I extract words equivalences from the wiktionary dumps:
https : // dumps. wikimedia. org/enwiktionary/latest/enwiktionary-latest-pages-articles.xml.bz2

and I provide the context with bilingual books that I have created from public domain books found on wikisource.

The link above is version 2, it contains 5000 word equivalences from 5 bilingual books, but version 3 contains 7000 word equivalences made from 9 bilingual books.

I lost the source code of version 3 in a computer crash, but I still have the backup of version 2, and now I have maybe something like 15 bilingual books to feed the script.

But even 7000 word equivalences, this is only a very small percent of what linguee provides online.
If I’m not mistaken they seem to provide 2 million, for French-English. So if I could reach 20000 it would be only 1% of what linguee provides for French and English.

It needed something like 3 days to generate version 3.

The ocaml scripts that generated this website are provided on the “about” page.

Any comments are wellcome.


Is this something to do with OCaml?

Yes, the code is mentioned in Bilingual Word Equivalence

Yes, all the source code to generate this project are written with OCaml.

Also the final script requires several days to generate the result, I would accept any advice to make it shorter.

Regarding the final script, not sure what

Strings.replace p2 (pat word)

does (the generation of multiple patterns with or without <b> or \n seems wasteful), but it seems that for each word of your multilingual dictionary, you search for it across your entire set of books. This is O(n²) where n is the number of words in the books. How about an initial step where you go through the books linearly, and construct a table mapping words to the indices of paragraphs where they can be found? This would make the algorithm O(n) with suitable data structures.

it replaces a string by another one in p2, and if no replacement were made it returns None.
so if it returns Some it means there is a match for the string word.

This function is probably not very efficient but I don’t know about a library in ocaml for a pure string match and replacement that is not a regular expression.

It’s indeed O(n²) where n is both the number of words in the dictionary (more than 50_000) and the number of paragraphs in all the bilingual books.

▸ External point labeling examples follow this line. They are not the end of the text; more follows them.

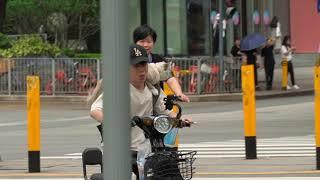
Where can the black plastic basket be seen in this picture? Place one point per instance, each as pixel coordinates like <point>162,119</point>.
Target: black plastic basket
<point>170,165</point>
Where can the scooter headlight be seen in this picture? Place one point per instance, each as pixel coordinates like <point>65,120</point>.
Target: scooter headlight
<point>162,124</point>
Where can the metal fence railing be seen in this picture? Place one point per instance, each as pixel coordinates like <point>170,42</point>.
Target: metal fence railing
<point>207,70</point>
<point>58,76</point>
<point>68,76</point>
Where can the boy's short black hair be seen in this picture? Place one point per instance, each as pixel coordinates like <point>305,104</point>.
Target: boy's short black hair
<point>142,32</point>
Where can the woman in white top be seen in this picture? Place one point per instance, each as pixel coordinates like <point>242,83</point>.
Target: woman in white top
<point>286,53</point>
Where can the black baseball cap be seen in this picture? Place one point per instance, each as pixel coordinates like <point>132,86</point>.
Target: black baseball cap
<point>138,54</point>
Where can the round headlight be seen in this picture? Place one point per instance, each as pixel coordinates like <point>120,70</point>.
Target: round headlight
<point>162,124</point>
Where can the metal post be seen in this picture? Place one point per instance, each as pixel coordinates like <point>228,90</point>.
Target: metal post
<point>10,63</point>
<point>199,76</point>
<point>33,106</point>
<point>249,110</point>
<point>221,43</point>
<point>98,68</point>
<point>317,110</point>
<point>284,82</point>
<point>115,50</point>
<point>53,71</point>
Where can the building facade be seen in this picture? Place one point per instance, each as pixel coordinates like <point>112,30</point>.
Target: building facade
<point>186,27</point>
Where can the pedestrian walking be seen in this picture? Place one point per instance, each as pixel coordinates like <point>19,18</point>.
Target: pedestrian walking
<point>236,57</point>
<point>251,57</point>
<point>268,55</point>
<point>286,54</point>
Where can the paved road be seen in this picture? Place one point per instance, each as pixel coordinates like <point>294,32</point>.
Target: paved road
<point>284,133</point>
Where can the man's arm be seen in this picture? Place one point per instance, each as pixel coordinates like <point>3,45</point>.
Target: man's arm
<point>96,111</point>
<point>97,115</point>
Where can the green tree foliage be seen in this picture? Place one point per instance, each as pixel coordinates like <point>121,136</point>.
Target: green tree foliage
<point>31,46</point>
<point>5,42</point>
<point>27,16</point>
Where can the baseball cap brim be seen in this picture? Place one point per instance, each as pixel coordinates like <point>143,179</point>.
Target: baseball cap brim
<point>137,60</point>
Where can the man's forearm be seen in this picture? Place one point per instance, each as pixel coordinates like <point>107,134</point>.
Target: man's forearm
<point>174,85</point>
<point>97,115</point>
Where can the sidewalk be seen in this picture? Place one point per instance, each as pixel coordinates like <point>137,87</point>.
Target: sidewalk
<point>223,167</point>
<point>303,76</point>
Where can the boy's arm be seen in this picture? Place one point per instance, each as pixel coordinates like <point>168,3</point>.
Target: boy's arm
<point>174,85</point>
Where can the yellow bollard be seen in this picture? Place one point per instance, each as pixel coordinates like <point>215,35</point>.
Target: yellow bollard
<point>317,110</point>
<point>249,110</point>
<point>284,83</point>
<point>33,109</point>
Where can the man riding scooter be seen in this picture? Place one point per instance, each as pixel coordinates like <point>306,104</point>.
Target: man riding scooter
<point>141,100</point>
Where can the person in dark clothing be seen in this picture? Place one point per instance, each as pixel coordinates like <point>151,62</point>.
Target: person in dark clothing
<point>287,55</point>
<point>267,53</point>
<point>235,50</point>
<point>146,37</point>
<point>252,59</point>
<point>236,54</point>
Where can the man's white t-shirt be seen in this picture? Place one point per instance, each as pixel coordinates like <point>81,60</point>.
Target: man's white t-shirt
<point>140,105</point>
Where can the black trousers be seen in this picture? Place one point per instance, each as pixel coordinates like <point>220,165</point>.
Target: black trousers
<point>269,69</point>
<point>291,72</point>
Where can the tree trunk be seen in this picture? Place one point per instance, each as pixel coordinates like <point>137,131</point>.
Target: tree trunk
<point>3,4</point>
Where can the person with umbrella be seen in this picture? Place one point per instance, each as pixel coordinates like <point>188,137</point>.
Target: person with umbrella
<point>248,46</point>
<point>267,53</point>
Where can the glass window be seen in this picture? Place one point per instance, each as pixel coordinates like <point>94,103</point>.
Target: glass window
<point>155,21</point>
<point>176,27</point>
<point>198,27</point>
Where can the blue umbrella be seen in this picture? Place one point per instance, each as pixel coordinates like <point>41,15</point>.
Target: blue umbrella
<point>252,41</point>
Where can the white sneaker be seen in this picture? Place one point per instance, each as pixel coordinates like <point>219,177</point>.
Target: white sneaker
<point>296,87</point>
<point>288,87</point>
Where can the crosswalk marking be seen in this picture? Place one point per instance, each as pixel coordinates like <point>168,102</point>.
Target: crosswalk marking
<point>196,178</point>
<point>273,147</point>
<point>299,146</point>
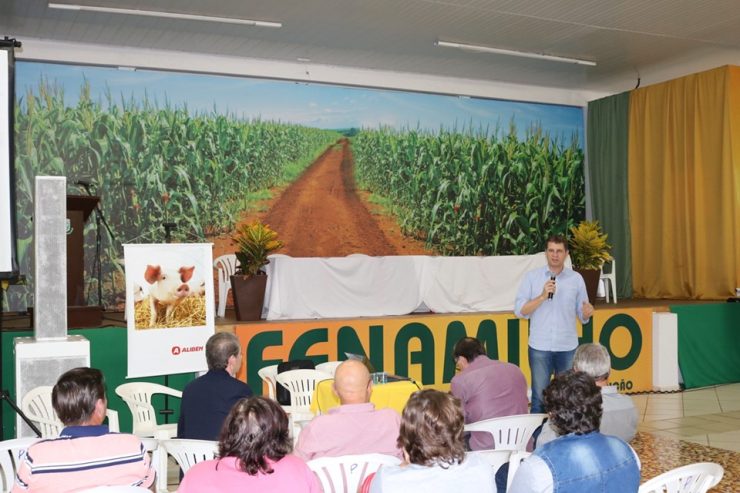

I will try your idea of indices to see if it makes a difference, but I don’t think that it will magically make the script O(n).

This idea made me think of this task on rosettacode: https://rosettacode.org/wiki/Word_frequency#OCaml
I can probably reuse it here.

No magic, just combinatorics. If the table mapping words to paragraph indices is a hash table, adding and searching it is amortized O(1). Then constructing the mapping, and using it to generate your website, are roughly linear operations. Probably O(n log n) to account for sorting at some point. In any case much better than quadratic for big values of n.